Trump Uses Davos Speech to Brag That He Can “Crush” the Housing Market
President Trump’s entire speech at the World Economic Forum was supposed to be about affordability.

Donald Trump said, during his remarks at the World Economic Forum in Davos, Switzerland, on Wednesday, that he could crush the housing market if he wanted to.
“I am very protective of people that already own a house, of which we have millions and millions and millions. And because we have had such a good run, the house values have gone up tremendously, and these people have become wealthy. They weren’t wealthy,” Trump said. “They’ve become wealthy because of their house, and every time you make it more and more and more affordable for somebody to buy a house cheaply, you’re actually hurting the value of those houses obviously, because one thing works in tandem with the other.”

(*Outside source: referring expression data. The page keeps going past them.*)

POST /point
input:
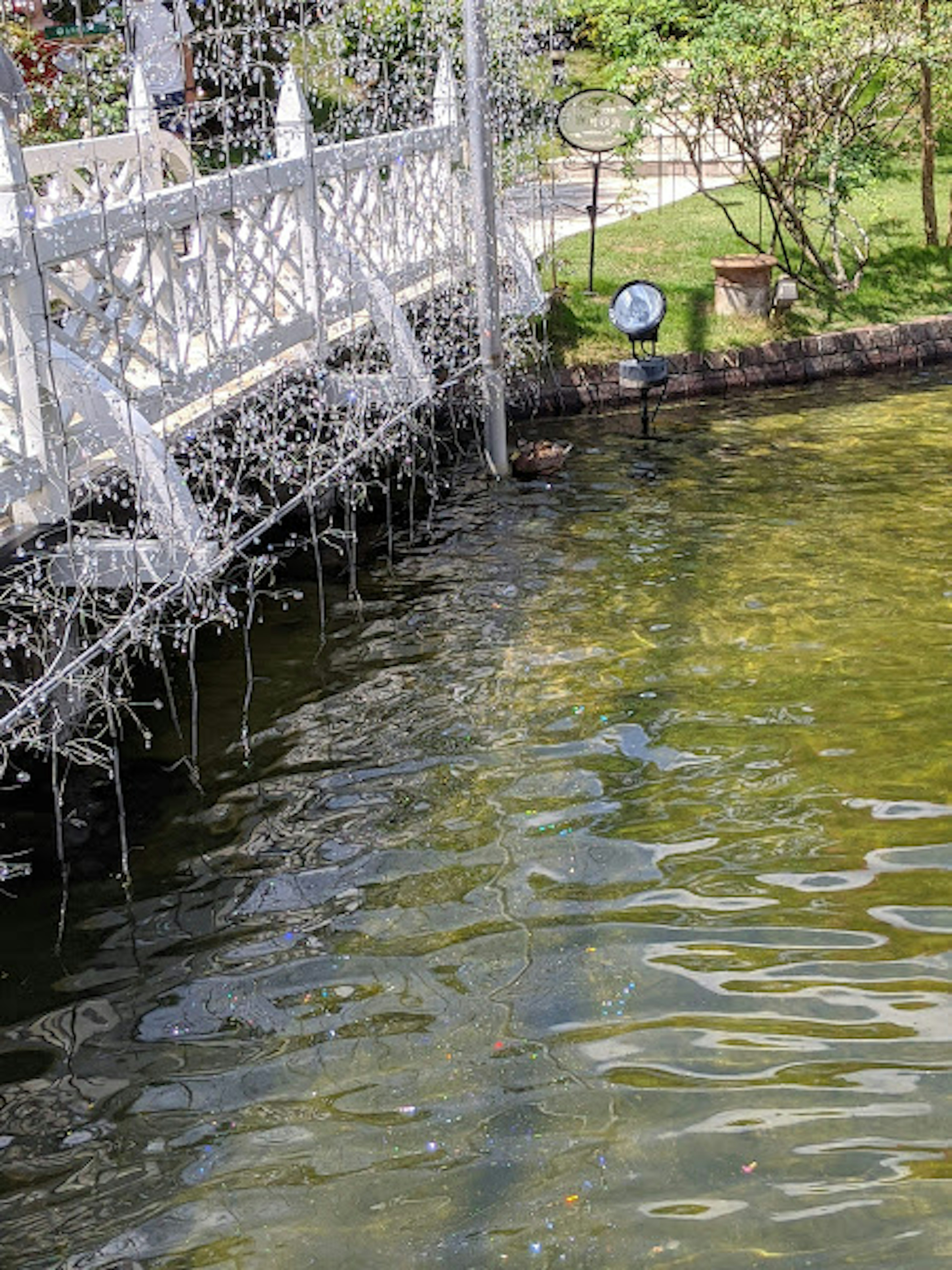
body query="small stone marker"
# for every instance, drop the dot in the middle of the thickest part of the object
(743, 285)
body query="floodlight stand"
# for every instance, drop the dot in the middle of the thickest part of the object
(478, 93)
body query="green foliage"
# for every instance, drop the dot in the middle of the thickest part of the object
(82, 95)
(675, 247)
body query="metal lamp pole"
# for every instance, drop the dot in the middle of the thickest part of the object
(485, 232)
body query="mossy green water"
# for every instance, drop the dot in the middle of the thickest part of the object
(586, 898)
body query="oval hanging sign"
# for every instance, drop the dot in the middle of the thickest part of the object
(596, 120)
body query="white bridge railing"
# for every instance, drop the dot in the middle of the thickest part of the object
(136, 295)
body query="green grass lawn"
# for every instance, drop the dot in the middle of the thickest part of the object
(673, 247)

Trump went on to say that he could easily crush the housing market by making it easier to buy homes.
“Now if I want to really crush the housing market, I could do that so fast and people could buy houses. But you would destroy a lot of people that already have houses. In some cases, they’ve mortgaged their house and the mortgage would be very low, and all of a sudden the mortgage without any changes becomes very high and they end up losing the house,” Trump continued, adding that “we should be paying the lowest interest rate of any country in the world because without the United States we don’t have a country.”
Trump: "If I want to really crush the housing market, I could do that so fast, and people could buy houses ... I always say, look, you know I can crush the hell out of the market, we can drop interest rates to a level -- and that's one thing we do want to do." pic.twitter.com/olKbvgSfgJ
— Aaron Rupar (@atrupar) January 21, 2026
Trump’s alarming assessment of housing affordability shows that he still thinks like a landlord and property developer concerned about the value of his own assets. At a time when people are concerned about affordability in their lives, particularly when it comes to owning or renting a place to live, the president seems more concerned with people who already own property than those who are struggling.
In Trump’s own hometown, newly elected NYC Mayor Zohran Mamdani was elected in a landslide on an agenda of freezing rent and making the city a more affordable place to live for everyone. It’s quite evident that Trump thinks doing that would “crush the housing market” and hurt the people who really matter to him: those wealthy enough to own a home already.